Fenomena Sarjana Nganggur, Pihak Kampus Dorong Mahasiswa Ambil Peluang

- Mahasiswa harus memanfaatkan berbagai peluang yang telah kampus sediakan
- Rancangan kurikulum sudah mencermati kebutuhan industri
- Tersedianya program Magang Berdampak 2025 oleh Kemendiktisaintek
Jakarta, IDN Times - Fenomena sarjana nganggur belakangan membayangi Indonesia.
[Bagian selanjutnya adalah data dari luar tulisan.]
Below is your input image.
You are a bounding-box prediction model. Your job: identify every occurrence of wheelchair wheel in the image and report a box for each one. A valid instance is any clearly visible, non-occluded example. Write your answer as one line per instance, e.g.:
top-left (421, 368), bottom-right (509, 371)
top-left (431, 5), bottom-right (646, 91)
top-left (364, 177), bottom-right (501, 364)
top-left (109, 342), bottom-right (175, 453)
Di kondisi saat ini, lumrah kita temukan lulusan sarjana yang beralih menjadi pengemudi ojek online, pekerja bangunan, bahkan petugas kebersihan untuk menyambung hidup.
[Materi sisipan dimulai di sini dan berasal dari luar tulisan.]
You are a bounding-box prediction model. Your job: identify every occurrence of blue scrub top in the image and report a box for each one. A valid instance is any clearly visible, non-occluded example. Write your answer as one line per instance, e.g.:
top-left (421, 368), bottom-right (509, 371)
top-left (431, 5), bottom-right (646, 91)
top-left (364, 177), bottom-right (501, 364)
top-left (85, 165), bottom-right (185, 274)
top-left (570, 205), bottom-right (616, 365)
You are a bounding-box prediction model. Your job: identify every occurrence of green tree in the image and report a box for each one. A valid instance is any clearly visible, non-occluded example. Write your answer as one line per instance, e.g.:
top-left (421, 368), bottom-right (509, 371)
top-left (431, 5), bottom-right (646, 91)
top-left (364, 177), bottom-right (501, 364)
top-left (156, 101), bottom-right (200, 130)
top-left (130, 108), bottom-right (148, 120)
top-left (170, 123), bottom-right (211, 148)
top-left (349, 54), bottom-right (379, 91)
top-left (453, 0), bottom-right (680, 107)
Lantas, muncul pertanyaan, adakah korelasi antara naiknya angka pengangguran sarjana dan tidak relevannya antara pekerjaan dengan ilmu yang didapat di perguruan tinggi?
Kepala Pusat Studi Penelusuran dan Pengembangan Karir di Universitas Padjadjaran (2018-2024) Rosaria Mita Amalia, menegaskan pentingnya perubahan pola pikir para fresh graduate agar siap bersaing di dunia kerja.
Berdasarkan pengalaman dalam mengelola program karier mahasiswa dan alumni, ia melihat persiapan dunia kerja dari sudut pandang kampus tentu berbeda dengan sudut pandang mahasiswa. Dari sinilah kesulitan fresh graduate saat mencari kerja berasal.
"Kita di dunia kampus tuh banyak banget ya, a b c d e, rupa-rupa, itu adalah sebenarnya laboratorium kehidupan. Kita bisa belajar kerja team, kita bisa belajar untuk kepemimpinan, etika kerja, dan lain hal sebagainya, itu bisa di kampus," ujar Amel, begitu ia biasa disapa, kepada IDN Times, Selasa (15/7/2025).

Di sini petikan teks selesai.